Can primary radiation alone do any better? I haven’t seen breakdowns for stage cT3 patients specifically, but we have long-term follow up in many clinical trials where high-risk patients were treated with radiation and ADT. Here are some bRFS results we discussed recently:
  • ·      HDR brachy monotherapy: 77 – 93% (3-8 years)
  • ·      HDR brachy boost + EBRT: 66 - 96% (5-10 years)
  • ·      LDR brachy monotherapy: 68% (5 years)
  • ·      LDR brachy boost + EBRT:  83% (9 years)
  • ·      EBRT monotherapy: 71 - 88% (5 years)
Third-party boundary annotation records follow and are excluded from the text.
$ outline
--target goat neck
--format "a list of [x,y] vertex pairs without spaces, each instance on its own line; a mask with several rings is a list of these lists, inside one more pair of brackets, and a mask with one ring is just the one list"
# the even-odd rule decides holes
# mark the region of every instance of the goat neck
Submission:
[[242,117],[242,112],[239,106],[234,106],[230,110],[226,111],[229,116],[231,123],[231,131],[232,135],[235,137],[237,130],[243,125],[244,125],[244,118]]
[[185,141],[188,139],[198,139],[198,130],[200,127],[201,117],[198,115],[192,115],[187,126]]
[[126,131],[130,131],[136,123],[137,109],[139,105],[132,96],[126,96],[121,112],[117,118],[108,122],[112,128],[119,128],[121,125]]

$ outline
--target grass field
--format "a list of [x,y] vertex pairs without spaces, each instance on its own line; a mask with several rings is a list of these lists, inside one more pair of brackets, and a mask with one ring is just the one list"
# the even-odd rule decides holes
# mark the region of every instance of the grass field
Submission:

While primary radiation typically does about 50-100% better than primary surgery at controlling the cancer, urologists often argue that adjuvant or salvage RT will bring the numbers into line. There is an ongoing randomized clinical trial (NCT02102477) among men diagnosed with stage T3 comparing initial radiation treatment to prostatectomy plus salvage radiation. While we wait for those results, we have to rely on retrospective studies. In many of the studies cited above, about a quarter of the patients received salvage/adjuvant RT following surgery. In the Mayo study, 72% were recurrence-free after 20 years, which does bring the combination close to what radiation alone often delivers. However, that comes at a cost. Adjuvant and salvage RT usually has worse quality-of-life outcomes than the patient would have suffered had he had radiation to begin with.

This brings us to the second alarming trend: adjuvant and early salvage RT rates have been declining among men with adverse pathology after prostatectomy. We discussed this previously (see this link). So not only are T3 patients receiving a therapy upfront that is less likely to control their cancer, they also may not be receiving the adjuvant or salvage RT that might control it if used early enough.
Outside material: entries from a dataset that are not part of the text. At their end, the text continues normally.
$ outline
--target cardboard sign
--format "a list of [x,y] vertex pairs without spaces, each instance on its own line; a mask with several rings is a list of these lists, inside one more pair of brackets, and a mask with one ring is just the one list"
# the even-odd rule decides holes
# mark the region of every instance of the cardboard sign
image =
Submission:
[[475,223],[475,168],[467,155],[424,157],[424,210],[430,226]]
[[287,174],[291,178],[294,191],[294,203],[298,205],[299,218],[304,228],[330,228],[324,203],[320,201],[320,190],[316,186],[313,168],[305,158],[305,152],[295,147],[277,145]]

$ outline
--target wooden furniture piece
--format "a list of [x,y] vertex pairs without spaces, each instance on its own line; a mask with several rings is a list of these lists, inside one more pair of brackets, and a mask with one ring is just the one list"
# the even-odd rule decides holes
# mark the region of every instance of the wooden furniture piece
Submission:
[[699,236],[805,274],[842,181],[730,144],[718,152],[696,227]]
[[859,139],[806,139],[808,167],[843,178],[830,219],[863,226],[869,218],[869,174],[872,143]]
It is especially troubling that there has been no corresponding shift to later salvage RT. Sineshaw et al. conjecture as to the reasons for the trend:
“This pattern of declining use could be due to multiple factors, including patient preference, physician and referral bias, concern about toxicity, lack of a consistent survival benefit seen in the updated randomized trials, or a growing preference for salvage radiation at time of biochemical failure, rather than immediate adjuvant RT. With respect to the last point, our data did not show a rise in RT use after 6 mo and within the first 5 yr post-RP, suggesting that a shift to salvage RT does not likely entirely explain the declining use of immediate (within 6 mo) postoperative RT.” [emphasis added]
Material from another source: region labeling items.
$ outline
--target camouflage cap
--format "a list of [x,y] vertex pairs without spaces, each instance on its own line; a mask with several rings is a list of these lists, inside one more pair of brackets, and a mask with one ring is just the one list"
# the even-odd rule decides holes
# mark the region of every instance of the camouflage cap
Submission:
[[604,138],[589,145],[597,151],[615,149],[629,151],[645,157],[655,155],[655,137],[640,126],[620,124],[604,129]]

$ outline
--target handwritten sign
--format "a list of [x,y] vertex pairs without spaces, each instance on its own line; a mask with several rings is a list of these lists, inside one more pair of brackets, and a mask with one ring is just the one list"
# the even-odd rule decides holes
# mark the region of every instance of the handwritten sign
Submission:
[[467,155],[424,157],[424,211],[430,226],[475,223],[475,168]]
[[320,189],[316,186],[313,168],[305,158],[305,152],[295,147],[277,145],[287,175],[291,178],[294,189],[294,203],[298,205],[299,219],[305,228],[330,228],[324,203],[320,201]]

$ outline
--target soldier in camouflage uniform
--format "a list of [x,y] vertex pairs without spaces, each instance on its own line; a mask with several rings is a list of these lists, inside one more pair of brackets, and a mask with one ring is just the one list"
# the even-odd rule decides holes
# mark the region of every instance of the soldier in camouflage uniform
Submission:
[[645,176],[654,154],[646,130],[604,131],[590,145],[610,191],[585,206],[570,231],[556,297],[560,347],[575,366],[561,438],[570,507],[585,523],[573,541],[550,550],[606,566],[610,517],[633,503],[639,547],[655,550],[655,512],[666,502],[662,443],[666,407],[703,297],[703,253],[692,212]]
I’d like to believe that the decline in salvage radiation utilization is attributable to better selection of patients. Utilization was higher in those with positive surgical margins and those with Gleason scores 8-10. However, Dr. Sandler may very well be right in attributing the drop-off to urologists who don’t immediately refer patients with adverse pathology to radiation oncologists. In my experience, many patients making the primary therapy decision also never consult with a radiation oncologist. High-risk patients are especially needful of guidance from the first doctor they see – almost always a urologist – to seek second opinions. It would be unconscionable if they are not receiving that guidance.